Silver Bow Creek is shown at the confluence with Blacktail Creek in this 2018 file photo. 

The Environmental Protection Agency released a statement Thursday outlining the next steps on the Superfund consent decree for the Butte Hill. This statement release is a response to the recent murkiness over when, exactly, the public would be allowed to view the document.

The consent decree is a legal text that will make plain Atlantic Richfield Company’s remaining responsibilities to clean up areas that include Uptown, Walkerville, a portion of the Flat, parts of Blacktail and Silver Bow creeks, South Montana Street to Big Butte and the upper and lower west sides of town.

At what date, exactly, the public will have access to the consent decree is still unknown. But once the other players have completed their review, then Butte-Silver Bow County Commissioners — and therefore the public — will have their turn.

The statement says the federal government’s review process, which will come first, could take “from four to five weeks, but it could be shorter or longer.” State agencies, Gov. Steve Bullock’s office, Attorney General Tim Fox’s office and Atlantic Richfield Company’s management also have to “undertake a similar review process,” the release states.

But once the document does come out, the county will then hold meetings to answer questions and explain the contents.
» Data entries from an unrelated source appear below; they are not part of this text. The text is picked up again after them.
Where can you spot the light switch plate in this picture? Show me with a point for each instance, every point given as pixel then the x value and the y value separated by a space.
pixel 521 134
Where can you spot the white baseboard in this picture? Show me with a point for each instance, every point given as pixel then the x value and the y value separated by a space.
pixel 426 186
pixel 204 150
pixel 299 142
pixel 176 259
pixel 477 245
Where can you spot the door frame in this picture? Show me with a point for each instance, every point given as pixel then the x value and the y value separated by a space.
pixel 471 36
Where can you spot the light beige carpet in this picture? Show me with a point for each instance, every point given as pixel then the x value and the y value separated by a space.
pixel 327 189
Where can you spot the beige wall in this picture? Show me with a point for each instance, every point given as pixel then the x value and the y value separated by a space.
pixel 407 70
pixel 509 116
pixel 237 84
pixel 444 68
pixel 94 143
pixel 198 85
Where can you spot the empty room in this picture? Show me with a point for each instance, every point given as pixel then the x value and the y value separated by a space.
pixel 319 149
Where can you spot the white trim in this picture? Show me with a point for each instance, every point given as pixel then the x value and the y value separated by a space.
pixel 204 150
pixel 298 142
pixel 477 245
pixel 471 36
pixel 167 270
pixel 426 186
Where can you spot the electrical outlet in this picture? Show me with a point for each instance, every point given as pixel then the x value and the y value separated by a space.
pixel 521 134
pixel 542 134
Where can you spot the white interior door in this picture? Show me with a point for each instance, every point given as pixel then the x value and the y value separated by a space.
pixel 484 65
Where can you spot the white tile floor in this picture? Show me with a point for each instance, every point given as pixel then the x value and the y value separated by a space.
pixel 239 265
Officials from the EPA, the state and Atlantic Richfield will also be available at the meetings to answer questions.

That doesn’t mean the public will be allowed to comment to the agencies, however. Even with the public process at the county level, the document will not be open for a formal public comment period to federal or state agencies until it goes to U.S. District Judge Sam Haddon, EPA says.
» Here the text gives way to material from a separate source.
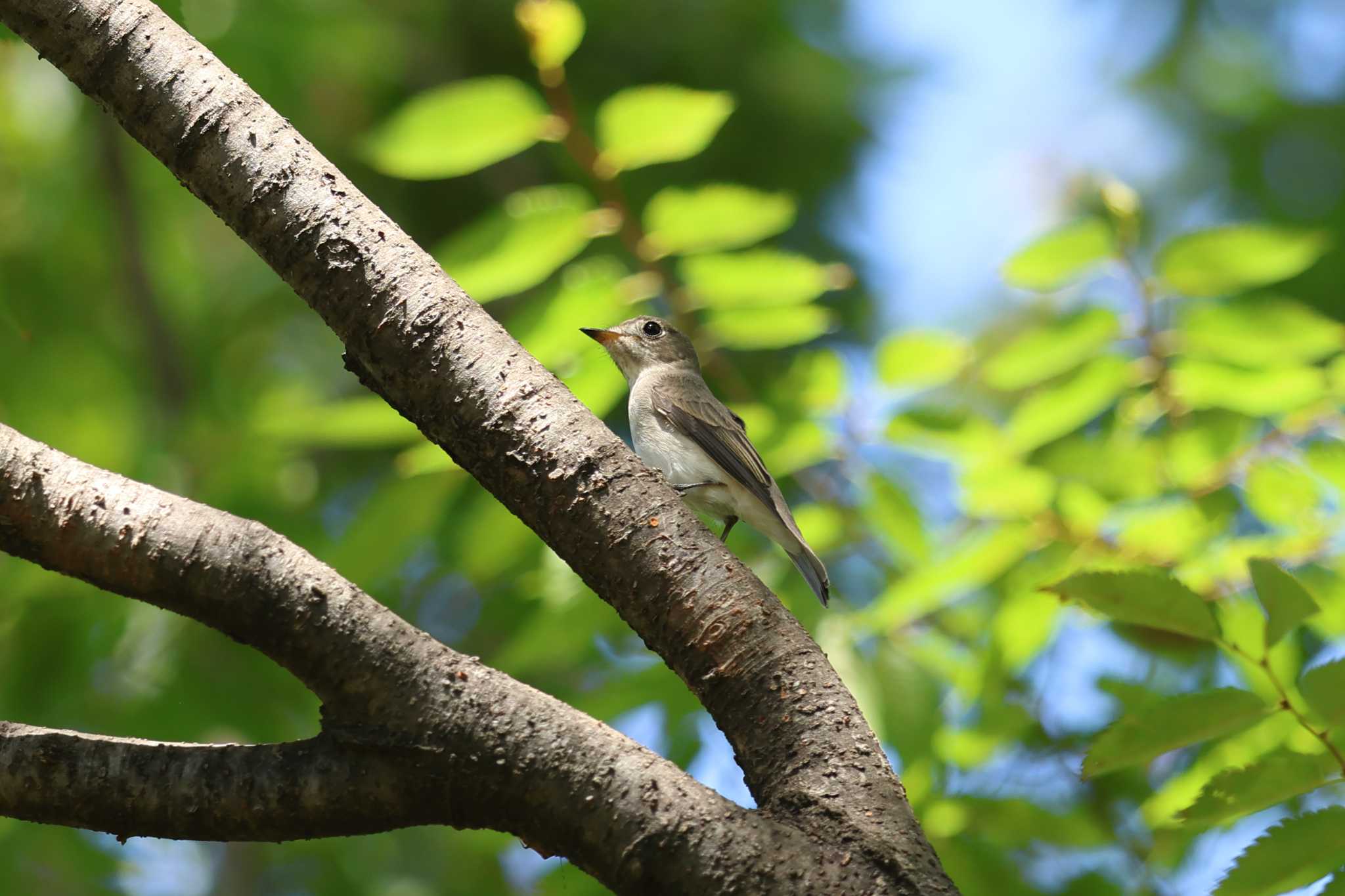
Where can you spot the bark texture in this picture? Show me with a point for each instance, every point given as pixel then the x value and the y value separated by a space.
pixel 416 339
pixel 413 731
County commissioners and county employees are “likely to accept public comment” before then, says the release.

Sister Mary Jo McDonald, a long-time community activist, asked why the consent decree negotiators wouldn't allow for a more formal public comment process before the document is lodged with the court.

“Why be afraid to let the public have a hearing?” McDonald asked rhetorically. “We’re all in this together.”

If the county commissioners authorize Dave Palmer, B-SB chief executive, to sign the document on behalf of the city-county’s citizens, then the document will go to Haddon. At that point, there will be a formal public comment period in which the public can comment on the consent decree to the federal and state agencies.

But some say that is too late.

“Once it’s lodged with the court, it’s a no-brainer they’re not going to listen to anything we have to say anyway,” McDonald said.

Both the federal government and the state will consider the public’s comments and provide a response to those comments, the EPA statement says. Either the federal or the state agencies can withdraw approval.

Northey Tretheway, spokesperson for Restore Our Creek Coalition, said his group is happy to see the document moving forward after the 13-year-long wait.

“But let’s make sure we’re not tripping over ourselves and we miss some issues,” he said.

Given how long this part of the process is now taking, the coalition no longer worries that the feasibility study to test whether a fully restored Silver Bow Creek can be built in the middle of town will be complete before the consent decree goes to final signature. That study should be finished next month.

What happens if, during the county’s process, the commissioners choose not to authorize Palmer to sign on behalf of Butte-Silver Bow citizens?

The parties could try to renegotiate, the release states. But, if the current consent decree is rejected, there is no guarantee a new decree would be reached.

If the county does not sign the consent decree, EPA will order Atlantic Richfield to perform the remaining cleanup work. But that work would be different from what the parties have negotiated at the table.

The consent decree is science-based and would protect human health and the environment in a sustainable way, the release says.

“If the (consent decree) proposal is approved, it will provide economic, social and environmental benefits for the community for years into the future,” the release states.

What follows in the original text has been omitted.